The failures of Red Dawn are the sort of snort-through-your-popcorn blunders that you can see without even waiting for the trailer to finish downloading. Just start with director Dan Bradley. He is known for being a stunt coordinator on films like Spiderman 1, Spiderman 3, Seabiscuit, and three out of the four Bournes. And it feels like he’s mostly coordinating stunts here. “Hemsworth! You look awesome charging over a rooftop with an AK, so how about you keep doing that? Till I tell you to stop. [90 minutes later] Okay, stop. That’s a wrap!”
But if Dan Bradley couldn’t handle the story, it’s because the story was so uber tiny, he was probably afraid he’d drop it and never find it again. The film’s miniature arc could compete with a drunk ant’s one-legged hop and come in third for size. Unlike some writers (Christopher Nolan, we’re looking at you), screenplay team Carl Ellsworth + Jeremy Passmore didn’t pack enough into their project. And unlike worse writers (Peter Jackson, we’d look at you if we could stand the sight), they didn’t make it nearly long enough.
What they should have done: 1) improve the bad guys. The original Red Dawn wasn’t a shining star by all accounts, but at least it had Russians during the Cold War, which is a lot more ominous than totally game-planless North Koreans who were originally supposed to be Chinese, but at some point the American studios figured out that hey, we want this thing to hit Chinese theaters, so…switch the Asians! I’ve got a better idea. How about Islamic extremists? But oh, no, we couldn’t be mean….
2) Build the characters. If half a dozen of my friends and I had just seen our parents get killed and were thrown into junior guerrilla warfare together, there’d be a lot more personality coming out. People have history, they have motives, they have inconsistencies, they have rudders beneath the surface that steer what they do. But these kids are almost sheer props. They exist for the action (someone has to fire the bazooka!), not the other way around. Closest thing to what you might call character development was, of course, between the brothers, but that was tiny and mushy and spoon-fed. Like Gerber peas.

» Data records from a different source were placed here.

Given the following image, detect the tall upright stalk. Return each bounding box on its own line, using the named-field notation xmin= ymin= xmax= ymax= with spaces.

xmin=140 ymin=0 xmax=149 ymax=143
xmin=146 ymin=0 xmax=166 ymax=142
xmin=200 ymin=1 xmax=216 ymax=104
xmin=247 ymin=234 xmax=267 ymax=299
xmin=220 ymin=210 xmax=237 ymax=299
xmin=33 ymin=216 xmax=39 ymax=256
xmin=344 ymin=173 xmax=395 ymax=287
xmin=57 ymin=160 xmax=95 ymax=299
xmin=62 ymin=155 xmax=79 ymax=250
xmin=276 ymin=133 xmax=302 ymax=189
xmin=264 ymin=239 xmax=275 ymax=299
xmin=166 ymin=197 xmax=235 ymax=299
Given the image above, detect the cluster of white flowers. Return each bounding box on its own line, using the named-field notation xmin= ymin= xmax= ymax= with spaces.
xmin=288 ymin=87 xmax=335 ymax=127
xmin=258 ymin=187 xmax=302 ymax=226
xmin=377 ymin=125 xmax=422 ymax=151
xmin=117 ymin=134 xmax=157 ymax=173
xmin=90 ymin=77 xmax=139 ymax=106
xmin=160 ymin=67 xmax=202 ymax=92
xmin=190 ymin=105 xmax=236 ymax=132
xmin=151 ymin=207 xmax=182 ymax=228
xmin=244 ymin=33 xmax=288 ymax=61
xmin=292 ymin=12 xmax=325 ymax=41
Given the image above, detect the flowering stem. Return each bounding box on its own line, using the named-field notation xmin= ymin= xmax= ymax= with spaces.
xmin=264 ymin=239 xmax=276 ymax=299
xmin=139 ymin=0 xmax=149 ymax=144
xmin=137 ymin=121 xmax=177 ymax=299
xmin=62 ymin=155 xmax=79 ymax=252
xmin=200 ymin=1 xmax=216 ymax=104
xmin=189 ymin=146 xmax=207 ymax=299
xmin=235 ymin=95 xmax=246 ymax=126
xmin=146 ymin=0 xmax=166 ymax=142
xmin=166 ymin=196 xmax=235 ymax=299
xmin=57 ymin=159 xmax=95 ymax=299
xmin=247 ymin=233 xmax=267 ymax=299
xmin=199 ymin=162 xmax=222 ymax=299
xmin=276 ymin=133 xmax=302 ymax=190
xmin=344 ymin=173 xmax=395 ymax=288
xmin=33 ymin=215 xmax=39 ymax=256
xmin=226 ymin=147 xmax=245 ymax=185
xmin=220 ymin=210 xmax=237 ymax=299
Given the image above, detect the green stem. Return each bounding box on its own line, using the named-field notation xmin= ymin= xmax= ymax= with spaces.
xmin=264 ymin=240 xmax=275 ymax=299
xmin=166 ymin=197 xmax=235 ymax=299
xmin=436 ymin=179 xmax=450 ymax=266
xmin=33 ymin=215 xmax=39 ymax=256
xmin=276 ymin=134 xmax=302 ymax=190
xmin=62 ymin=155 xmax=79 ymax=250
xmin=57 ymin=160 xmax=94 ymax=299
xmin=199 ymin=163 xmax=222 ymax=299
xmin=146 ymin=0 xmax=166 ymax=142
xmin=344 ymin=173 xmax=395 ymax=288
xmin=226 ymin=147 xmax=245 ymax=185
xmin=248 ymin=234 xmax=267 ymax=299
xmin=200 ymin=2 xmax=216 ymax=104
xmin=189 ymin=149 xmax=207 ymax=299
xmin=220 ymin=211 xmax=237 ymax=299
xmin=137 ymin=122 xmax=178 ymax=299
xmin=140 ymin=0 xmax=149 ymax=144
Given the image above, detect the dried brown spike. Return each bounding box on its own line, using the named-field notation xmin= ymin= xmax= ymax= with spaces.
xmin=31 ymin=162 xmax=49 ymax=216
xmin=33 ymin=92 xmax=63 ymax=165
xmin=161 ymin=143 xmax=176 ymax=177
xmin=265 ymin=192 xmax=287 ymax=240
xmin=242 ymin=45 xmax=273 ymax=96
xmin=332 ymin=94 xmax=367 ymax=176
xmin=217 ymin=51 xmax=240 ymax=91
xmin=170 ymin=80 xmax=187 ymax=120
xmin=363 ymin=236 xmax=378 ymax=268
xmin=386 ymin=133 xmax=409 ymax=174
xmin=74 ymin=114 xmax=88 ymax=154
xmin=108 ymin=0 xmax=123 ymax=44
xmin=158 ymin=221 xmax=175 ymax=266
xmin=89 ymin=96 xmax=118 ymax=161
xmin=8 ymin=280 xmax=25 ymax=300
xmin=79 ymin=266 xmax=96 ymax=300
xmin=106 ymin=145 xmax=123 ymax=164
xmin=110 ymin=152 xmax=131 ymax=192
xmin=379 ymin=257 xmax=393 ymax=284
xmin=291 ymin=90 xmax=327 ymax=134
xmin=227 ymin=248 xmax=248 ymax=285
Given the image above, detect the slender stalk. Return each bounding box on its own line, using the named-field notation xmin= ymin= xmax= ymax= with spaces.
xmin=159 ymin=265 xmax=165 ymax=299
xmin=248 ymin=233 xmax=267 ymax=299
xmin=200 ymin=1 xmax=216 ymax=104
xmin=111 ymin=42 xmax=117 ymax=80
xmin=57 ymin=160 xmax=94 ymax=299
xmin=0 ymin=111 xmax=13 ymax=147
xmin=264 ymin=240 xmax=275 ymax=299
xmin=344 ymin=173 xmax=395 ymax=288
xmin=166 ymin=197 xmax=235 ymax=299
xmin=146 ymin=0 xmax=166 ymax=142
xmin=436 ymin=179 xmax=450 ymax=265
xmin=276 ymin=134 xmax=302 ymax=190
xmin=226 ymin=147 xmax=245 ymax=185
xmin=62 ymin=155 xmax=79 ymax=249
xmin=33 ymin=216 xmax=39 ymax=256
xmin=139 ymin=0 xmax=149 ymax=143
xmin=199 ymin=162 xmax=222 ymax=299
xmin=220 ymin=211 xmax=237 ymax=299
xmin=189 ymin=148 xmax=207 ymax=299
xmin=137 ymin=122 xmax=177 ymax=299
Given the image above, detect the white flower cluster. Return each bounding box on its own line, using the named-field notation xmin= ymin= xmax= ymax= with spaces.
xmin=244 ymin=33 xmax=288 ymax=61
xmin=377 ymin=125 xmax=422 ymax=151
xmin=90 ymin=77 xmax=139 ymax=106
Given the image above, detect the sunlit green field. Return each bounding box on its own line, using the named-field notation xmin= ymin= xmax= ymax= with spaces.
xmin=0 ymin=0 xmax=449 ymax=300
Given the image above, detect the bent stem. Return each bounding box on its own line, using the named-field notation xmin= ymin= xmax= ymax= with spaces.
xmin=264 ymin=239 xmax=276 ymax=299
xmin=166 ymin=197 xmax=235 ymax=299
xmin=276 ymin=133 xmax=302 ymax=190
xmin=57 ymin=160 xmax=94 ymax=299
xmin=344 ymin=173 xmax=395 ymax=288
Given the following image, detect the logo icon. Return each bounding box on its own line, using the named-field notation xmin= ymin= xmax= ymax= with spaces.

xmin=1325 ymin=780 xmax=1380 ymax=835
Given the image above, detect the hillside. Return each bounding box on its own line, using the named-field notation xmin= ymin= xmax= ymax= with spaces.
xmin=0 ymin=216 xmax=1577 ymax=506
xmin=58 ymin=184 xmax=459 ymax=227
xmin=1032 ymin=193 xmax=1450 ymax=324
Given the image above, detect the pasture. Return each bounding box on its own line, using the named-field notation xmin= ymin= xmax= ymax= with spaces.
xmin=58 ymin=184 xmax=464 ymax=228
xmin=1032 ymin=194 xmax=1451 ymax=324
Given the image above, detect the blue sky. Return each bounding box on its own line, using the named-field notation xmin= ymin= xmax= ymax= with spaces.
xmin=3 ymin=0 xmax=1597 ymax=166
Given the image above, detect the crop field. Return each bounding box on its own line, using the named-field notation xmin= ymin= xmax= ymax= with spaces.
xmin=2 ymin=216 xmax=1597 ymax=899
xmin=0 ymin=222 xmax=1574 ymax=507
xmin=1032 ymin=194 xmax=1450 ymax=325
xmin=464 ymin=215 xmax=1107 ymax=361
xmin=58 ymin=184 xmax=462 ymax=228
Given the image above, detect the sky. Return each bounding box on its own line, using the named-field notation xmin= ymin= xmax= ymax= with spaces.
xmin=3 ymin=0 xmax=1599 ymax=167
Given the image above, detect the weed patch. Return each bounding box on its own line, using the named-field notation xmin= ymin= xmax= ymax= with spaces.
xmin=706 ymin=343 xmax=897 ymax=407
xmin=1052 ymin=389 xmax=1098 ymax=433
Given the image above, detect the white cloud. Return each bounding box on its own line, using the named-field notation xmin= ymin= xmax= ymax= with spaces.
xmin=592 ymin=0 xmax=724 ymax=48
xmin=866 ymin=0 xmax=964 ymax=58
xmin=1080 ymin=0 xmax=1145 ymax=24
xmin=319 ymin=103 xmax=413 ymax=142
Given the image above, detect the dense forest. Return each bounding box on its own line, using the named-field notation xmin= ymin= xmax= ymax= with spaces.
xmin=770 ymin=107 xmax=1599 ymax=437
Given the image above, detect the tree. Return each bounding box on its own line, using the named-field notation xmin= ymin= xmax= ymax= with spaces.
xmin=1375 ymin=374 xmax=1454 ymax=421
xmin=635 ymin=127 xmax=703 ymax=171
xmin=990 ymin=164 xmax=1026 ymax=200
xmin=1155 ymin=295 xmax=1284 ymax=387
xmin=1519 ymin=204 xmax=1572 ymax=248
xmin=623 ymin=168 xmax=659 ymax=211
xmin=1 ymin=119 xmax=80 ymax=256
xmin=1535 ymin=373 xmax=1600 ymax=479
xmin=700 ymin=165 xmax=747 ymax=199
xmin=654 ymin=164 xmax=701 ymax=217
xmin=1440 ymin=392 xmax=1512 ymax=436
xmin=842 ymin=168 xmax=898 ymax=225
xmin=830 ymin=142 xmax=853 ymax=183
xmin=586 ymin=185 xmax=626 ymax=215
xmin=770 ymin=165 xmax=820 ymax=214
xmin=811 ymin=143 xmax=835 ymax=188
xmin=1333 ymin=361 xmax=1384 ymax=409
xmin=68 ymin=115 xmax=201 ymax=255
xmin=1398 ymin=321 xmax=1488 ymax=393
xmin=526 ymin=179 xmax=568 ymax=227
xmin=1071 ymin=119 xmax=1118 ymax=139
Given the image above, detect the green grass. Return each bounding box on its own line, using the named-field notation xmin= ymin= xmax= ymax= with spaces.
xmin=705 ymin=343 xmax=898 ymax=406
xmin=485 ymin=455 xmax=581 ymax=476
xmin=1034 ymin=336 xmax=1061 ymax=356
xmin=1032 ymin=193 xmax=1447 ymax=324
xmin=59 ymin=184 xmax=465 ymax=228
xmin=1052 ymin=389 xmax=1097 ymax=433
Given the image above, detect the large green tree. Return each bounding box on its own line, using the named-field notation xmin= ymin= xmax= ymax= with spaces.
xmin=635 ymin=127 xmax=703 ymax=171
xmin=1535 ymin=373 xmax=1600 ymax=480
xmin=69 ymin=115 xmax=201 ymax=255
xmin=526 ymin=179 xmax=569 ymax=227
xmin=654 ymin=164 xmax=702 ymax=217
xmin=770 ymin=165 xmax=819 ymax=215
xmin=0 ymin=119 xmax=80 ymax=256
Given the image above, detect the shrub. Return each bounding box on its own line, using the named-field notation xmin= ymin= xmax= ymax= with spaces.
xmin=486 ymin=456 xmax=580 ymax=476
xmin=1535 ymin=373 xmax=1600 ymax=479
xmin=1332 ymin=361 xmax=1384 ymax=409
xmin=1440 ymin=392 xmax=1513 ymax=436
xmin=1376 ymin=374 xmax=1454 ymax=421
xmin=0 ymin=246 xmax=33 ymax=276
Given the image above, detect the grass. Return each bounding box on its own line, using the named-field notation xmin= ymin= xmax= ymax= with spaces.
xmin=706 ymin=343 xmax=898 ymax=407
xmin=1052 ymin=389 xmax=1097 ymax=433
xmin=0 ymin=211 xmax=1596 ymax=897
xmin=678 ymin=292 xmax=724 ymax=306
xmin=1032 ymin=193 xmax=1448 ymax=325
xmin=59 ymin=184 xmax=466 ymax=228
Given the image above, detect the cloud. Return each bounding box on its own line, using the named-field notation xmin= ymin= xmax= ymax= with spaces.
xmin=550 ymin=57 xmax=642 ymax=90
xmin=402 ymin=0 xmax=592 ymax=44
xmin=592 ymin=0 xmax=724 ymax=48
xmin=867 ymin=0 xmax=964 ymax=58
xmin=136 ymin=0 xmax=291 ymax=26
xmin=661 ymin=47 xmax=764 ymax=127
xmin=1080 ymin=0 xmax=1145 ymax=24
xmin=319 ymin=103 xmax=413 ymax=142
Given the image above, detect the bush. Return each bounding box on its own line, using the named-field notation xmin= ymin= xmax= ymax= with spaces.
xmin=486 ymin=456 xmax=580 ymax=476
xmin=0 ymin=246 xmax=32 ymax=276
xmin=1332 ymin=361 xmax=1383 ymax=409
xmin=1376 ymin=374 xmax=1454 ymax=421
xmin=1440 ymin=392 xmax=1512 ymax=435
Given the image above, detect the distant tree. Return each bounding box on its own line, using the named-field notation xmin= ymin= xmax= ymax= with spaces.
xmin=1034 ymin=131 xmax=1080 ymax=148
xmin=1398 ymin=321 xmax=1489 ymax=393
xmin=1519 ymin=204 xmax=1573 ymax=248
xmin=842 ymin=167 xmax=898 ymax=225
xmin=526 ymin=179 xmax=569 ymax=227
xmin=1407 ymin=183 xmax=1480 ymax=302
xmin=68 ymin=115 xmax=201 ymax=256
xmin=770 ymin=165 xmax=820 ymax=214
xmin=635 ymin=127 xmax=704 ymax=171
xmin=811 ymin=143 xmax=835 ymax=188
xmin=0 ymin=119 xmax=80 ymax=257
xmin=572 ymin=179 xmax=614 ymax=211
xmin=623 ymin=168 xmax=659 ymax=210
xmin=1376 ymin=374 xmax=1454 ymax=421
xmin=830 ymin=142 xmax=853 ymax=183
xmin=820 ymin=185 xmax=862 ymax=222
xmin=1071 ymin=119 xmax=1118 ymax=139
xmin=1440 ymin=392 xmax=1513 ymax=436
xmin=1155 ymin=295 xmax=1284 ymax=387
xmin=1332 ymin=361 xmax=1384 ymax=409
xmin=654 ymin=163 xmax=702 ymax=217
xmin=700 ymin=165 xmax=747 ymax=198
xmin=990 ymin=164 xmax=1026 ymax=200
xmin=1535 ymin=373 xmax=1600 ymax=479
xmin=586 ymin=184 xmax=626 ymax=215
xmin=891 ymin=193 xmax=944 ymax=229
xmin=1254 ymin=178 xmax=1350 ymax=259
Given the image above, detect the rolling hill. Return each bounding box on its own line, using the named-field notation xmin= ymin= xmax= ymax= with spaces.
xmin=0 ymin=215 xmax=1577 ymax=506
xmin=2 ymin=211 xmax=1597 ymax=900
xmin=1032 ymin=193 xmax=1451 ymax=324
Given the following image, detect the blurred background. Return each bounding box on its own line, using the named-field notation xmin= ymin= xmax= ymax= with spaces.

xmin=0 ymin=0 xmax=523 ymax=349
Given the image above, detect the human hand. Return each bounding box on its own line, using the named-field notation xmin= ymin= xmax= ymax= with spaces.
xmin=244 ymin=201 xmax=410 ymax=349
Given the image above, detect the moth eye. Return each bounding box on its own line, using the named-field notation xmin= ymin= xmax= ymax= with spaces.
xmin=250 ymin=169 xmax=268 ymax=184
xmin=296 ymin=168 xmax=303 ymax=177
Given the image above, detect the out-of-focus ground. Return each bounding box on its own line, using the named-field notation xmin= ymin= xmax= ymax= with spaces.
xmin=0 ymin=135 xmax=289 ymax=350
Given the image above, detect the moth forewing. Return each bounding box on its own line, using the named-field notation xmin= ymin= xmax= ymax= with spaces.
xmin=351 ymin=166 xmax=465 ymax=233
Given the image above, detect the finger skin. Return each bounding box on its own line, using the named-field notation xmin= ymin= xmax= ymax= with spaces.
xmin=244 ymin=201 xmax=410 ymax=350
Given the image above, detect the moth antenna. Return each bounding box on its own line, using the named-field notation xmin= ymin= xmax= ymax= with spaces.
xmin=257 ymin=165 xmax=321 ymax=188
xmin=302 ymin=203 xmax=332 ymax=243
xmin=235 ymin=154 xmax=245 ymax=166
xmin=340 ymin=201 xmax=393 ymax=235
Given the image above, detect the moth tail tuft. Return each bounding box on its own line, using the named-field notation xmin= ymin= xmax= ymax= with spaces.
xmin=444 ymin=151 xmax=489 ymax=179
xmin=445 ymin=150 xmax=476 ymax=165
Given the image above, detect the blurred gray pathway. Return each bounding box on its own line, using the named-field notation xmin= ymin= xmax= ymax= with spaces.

3) Linked to that, beef up the story. 93 minutes? It should have been at least a solid two hours. More realistic characters would have demanded it. For one thing, you can’t turn a motley crew of highschoolers into little G. I. Joeys in, what, a few weeks in the woods? It takes longer to get marines in shape even with the 24-7 help of drill instructors a heck of a lot meaner than Jed Eckert. And if you’re going to end before the good guys win, at least end like Braveheart. Quit killing characters off like disposable video-game extras. Am I asking for more pain? Yes, I’m asking for more pain. It’s an insult to Jed (spoiler!) for me not to feel it.
Implausible, unconvincing, shallow, short, Red Dawn is a real war movie the same way a burp is a real meal. It just reminds you of what you actually wanted to taste. So why on earth did I like it?
Because it was inspiring. Red Dawn might be artistic crap, but it isn’t jingoistic crap. “My country, right or wrong”? You won’t find that here. Rather: “My country is my country, and to let it go without raising hell would be wrong.”
But it’s even bigger than that.
Yes, I’ve got fife and drums in my blood. I look up to veterans on both sides. My dad was in the army, his dad was a marine, my mom’s brother was also a marine, and her dad served as a flight instructor in WWII, an air traffic controller in Korean, and a bomber pilot in Vietnam. But more importantly, I’ve been raised a Christian. My parents are lovers of God first, lovers of country second–and by extension. For my convictions about what this country is really about and how we are supposed to fight for it, I can thank them and their teaching, knowing that that fight will probably never be with a gun. Not for me. In fact, I’d argue that even for our men, the best battles for this apostate nation are not with guns. They are with worship. Prayer. Song. Proclaiming the lordship of Christ. Raising kids. Telling good stories. Laughing at the right jokes.
Red Dawn motivates on all levels. Its guns made me want to fight with words. Its bombs made me want to fight through raising little warriors. Its storming and sneaking and shooting made me want to tear down idols and raise the banners of truth. I loved this badly done little movie because it gave me just a bit of the same feeling that I get from Valkyrie — the feeling that I must go out right now and die for something. Jed’s life made me want to fight with mine.
For moviemakers, Red Dawn is a lesson in “If at first you don’t succeed, why don’t you go back and actually try?” As it is, I’m going to let one of the main characters sum it up for us. “We’re living Call of Duty,” he says. “And it sucks.”
Well, the film is Call of Duty. But it only kinda sucks.